Senior officer testifies he feared multiple attackers in Southport massacre
Public inquiry hears why law enforcement believed other assailants may be at large as 17-year-old Rudakubana killed three children and injured others

On the day of the Southport attack, Chief Inspector Andrew Hughes, one of two force incident managers in the Merseyside Police control room, testified at a public inquiry that he feared Axel Rudakubana was not acting alone due to the scale of the injuries. Calls reporting 'a boy with a knife' began just after 11:45 a.m. on July 29, when the 17-year-old went on a rampage at a Taylor Swift–themed dance class in the seaside town. Elsie Dot Stancombe, 7; Bebe King, 6; and Alice da Silva Aguiar, 9, were killed, and 10 others were injured.
Armed response vehicles were dispatched, and Hughes directed unarmed officers to assist if it could be done safely. Two officers—Sergeant Gregory Gillespie and PC Luke Holden, who carried a Taser—entered the building and detained Rudakubana. As casualty reports flooded in, Hughes said his initial fear grew that other offenders could be at large and could pose a risk to responders. 'The amount of casualties... I found it difficult to understand how one person could inflict that many injuries to that many people, so a consideration for me was that there might be more offenders that we hadn't yet encountered,' he told the inquiry.

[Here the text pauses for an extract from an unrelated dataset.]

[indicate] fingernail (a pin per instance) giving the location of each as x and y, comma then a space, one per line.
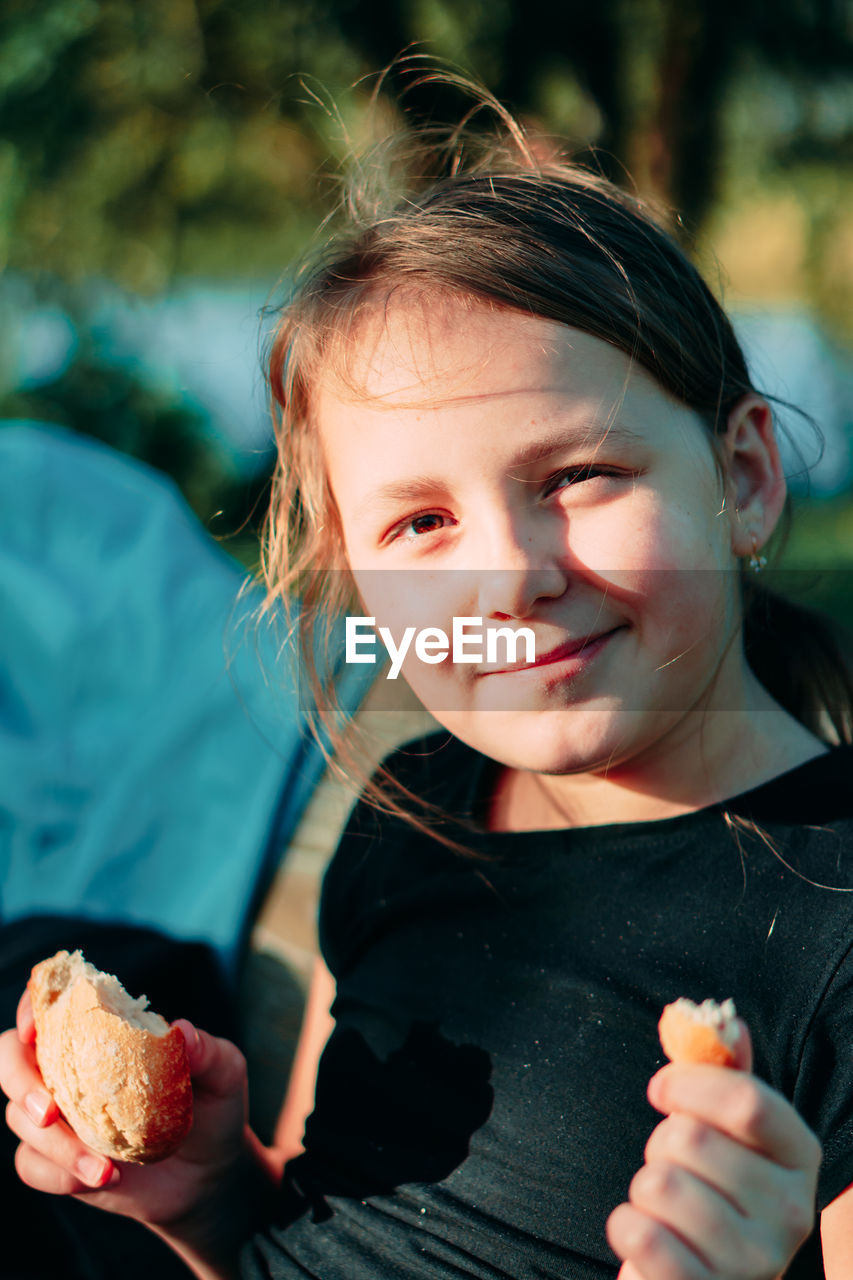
36, 1105
91, 1170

Rudakubana refused to provide his name at the scene and was not identified until taxi driver Gary Poland, 52, who dropped him at Hart Space, where the class was held, called police about 50 minutes later. Poland later apologized for not calling earlier. The taxi driver’s records showed Rudakubana was a resident in Banks and flagged with a knife-offence warning; the log noted he had been logging onto school websites involving mass shootings and spoke about guns and beheadings. The information prompted police to search Rudakubana's home in Old School Close with additional armed officers.
Hughes said he had considered multiple scenarios, including that the attack might be part of a broader operation or that more offenders could be present or that family members could be at risk. After the initial 999 call, authorities were directed to a rendezvous point about a mile and a half away for safety; Hughes overruled five minutes later, saying officers had an 'immediate duty to protect life.' By 11:46 a.m., a second 999 report described an eight-year-old girl stabbed but alive; another child had been injured. He acknowledged that he could have declared a major incident earlier than 12:14 p.m., but argued casualty numbers needed to be confirmed and that an earlier declaration would not necessarily have changed resource speed.
City counsel referenced lessons from the Manchester Arena attack in 2017, suggesting that in certain knife incidents it may be appropriate to forward-train unarmed officers with caution. Hughes said the Southport attack was chaotic but that his training prepared him to handle it, adding that he did not feel overwhelmed. The inquiry heard that cab driver Gary Poland is due to testify in person on the following day. Rudakubana, who was 18 at the time of sentencing, was jailed for 52 years for the murders in January at Liverpool Crown Court. The inquiry at Liverpool Town Hall continues.